Most cases settle these days. A recent one involved a resident who was supposed to be under constant supervision. “The family comes to visit and the person is not in the lock-down unit,” Fischer says. “The staff has no idea where she is, they’re looking everywhere, and one goes out into the courtyard and sees a big bench that weighs about 50 pounds up against a fence that was about 8 feet high. So this lady in her early 80s had actually dragged the bench all the way to the fence, tilted it up against the fence, and jumped over it to try to escape this place.” The fall from the top of the fence broke her hip and caused other serious injuries. “I think that case is just amazing because of the amount of time it would have taken her to get out there, drag the thing and jump over. No one was looking the whole time. It’s just shocking.”

Fischer laments the fact that Florida recently reduced the required staffing levels of nursing homes. “That’s decreased. Not increased,” he says. “These corporations try to meet the minimum standards and pay the lowest wages for their nurses and aides and just get by. It’s no question that the whole system could use revamping, but unfortunately, it doesn’t look like that is going to happen any time soon.”
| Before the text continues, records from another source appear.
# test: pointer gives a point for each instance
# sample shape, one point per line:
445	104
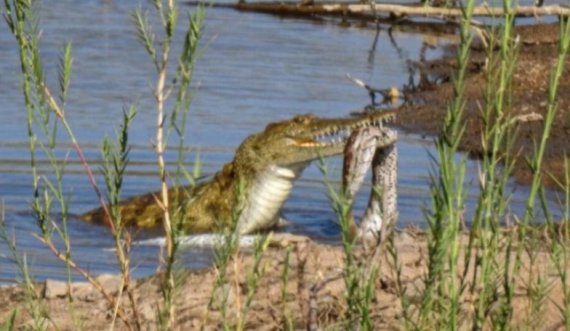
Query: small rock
111	283
219	296
55	289
86	292
148	311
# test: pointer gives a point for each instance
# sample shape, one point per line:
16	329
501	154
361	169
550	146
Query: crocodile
265	167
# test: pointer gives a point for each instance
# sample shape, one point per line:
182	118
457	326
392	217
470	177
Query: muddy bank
314	287
536	60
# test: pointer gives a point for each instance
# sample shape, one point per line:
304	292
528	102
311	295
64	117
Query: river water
253	69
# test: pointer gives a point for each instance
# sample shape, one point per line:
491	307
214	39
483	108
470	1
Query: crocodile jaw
266	196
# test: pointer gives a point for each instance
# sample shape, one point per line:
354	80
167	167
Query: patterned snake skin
360	154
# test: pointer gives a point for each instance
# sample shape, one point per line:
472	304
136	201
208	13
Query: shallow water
254	69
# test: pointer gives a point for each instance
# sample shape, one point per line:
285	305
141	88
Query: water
254	69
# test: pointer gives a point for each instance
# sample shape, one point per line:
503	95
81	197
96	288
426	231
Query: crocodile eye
304	119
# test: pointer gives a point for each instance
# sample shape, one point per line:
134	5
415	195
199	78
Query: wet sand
536	60
315	288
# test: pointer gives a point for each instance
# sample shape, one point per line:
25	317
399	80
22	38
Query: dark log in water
391	10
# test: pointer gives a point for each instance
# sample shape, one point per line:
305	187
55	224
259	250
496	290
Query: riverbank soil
535	63
313	292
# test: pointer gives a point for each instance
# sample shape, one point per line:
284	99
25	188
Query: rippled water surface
253	69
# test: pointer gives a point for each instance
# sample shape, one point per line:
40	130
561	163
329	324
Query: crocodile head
307	137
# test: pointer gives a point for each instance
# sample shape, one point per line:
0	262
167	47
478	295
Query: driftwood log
393	10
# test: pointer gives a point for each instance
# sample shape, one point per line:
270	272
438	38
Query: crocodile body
267	164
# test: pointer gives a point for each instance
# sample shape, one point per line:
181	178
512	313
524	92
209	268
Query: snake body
360	154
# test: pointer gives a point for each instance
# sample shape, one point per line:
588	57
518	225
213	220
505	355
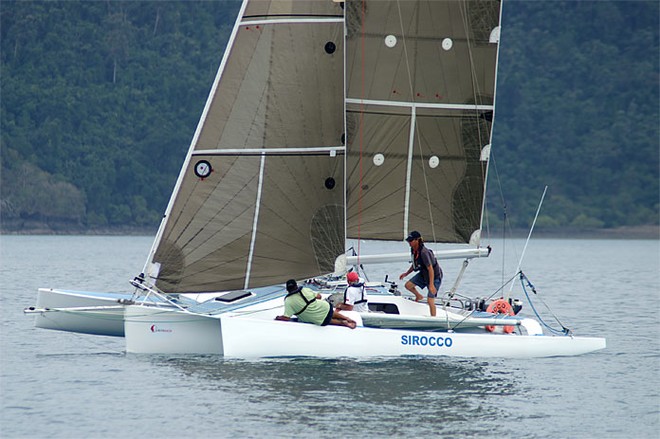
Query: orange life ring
500	306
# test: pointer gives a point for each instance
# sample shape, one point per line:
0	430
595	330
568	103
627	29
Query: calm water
55	384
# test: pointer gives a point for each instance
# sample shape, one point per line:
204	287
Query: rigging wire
414	126
565	330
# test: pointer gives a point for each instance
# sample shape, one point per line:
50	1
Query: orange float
500	306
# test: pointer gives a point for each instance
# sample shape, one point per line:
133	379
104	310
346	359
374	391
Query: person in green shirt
308	306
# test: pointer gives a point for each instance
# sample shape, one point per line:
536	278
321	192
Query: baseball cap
413	235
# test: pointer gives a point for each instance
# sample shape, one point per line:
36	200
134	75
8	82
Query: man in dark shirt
429	271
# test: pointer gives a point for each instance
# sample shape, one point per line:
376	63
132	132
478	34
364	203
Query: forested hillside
100	101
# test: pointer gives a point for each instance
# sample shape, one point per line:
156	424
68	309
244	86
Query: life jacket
307	302
362	299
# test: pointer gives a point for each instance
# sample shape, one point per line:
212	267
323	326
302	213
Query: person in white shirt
355	295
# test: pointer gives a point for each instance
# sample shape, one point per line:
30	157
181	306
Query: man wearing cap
429	271
355	296
308	307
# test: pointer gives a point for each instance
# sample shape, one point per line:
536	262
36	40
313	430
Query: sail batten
264	177
428	69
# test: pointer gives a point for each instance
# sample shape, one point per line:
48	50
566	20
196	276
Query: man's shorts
419	280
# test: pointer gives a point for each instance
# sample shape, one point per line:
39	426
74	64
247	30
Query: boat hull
171	332
65	311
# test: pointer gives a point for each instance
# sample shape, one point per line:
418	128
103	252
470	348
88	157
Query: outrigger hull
81	312
239	336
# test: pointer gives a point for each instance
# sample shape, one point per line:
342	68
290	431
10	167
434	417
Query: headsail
420	94
260	197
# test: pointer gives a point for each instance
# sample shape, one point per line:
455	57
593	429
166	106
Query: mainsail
420	93
261	196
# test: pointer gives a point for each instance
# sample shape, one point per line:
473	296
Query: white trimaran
327	120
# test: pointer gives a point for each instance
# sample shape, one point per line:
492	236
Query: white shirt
354	294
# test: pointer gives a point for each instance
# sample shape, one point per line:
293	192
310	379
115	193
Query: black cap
291	285
413	235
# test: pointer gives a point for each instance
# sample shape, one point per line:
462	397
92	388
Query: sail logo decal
424	340
155	329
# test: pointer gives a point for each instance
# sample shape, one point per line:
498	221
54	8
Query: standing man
355	296
429	271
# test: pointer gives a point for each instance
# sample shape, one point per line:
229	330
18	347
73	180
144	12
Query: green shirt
315	313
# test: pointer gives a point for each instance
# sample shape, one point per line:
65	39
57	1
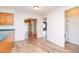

As happy as he is with his work, Fischer feels an occasional tinge of sadness at not following the plan he had in mind when he went to law school: advocating for animals and the environment. “I actually went to law school with the idea that I’d be an advocate for animals because, under the law, they are considered property, not like a person or living thing.”

However, eight years into his plaintiff’s work—which includes a variety of personal injury and products liability cases—he sees how his original plan dovetails nicely with his practice. “I overcame the idea that I never got into the area of law that I wanted to because now I’m helping people and society,” he says. “There are many victims of nursing home abuse, and a great need for helping elderly people … especially here in Florida.”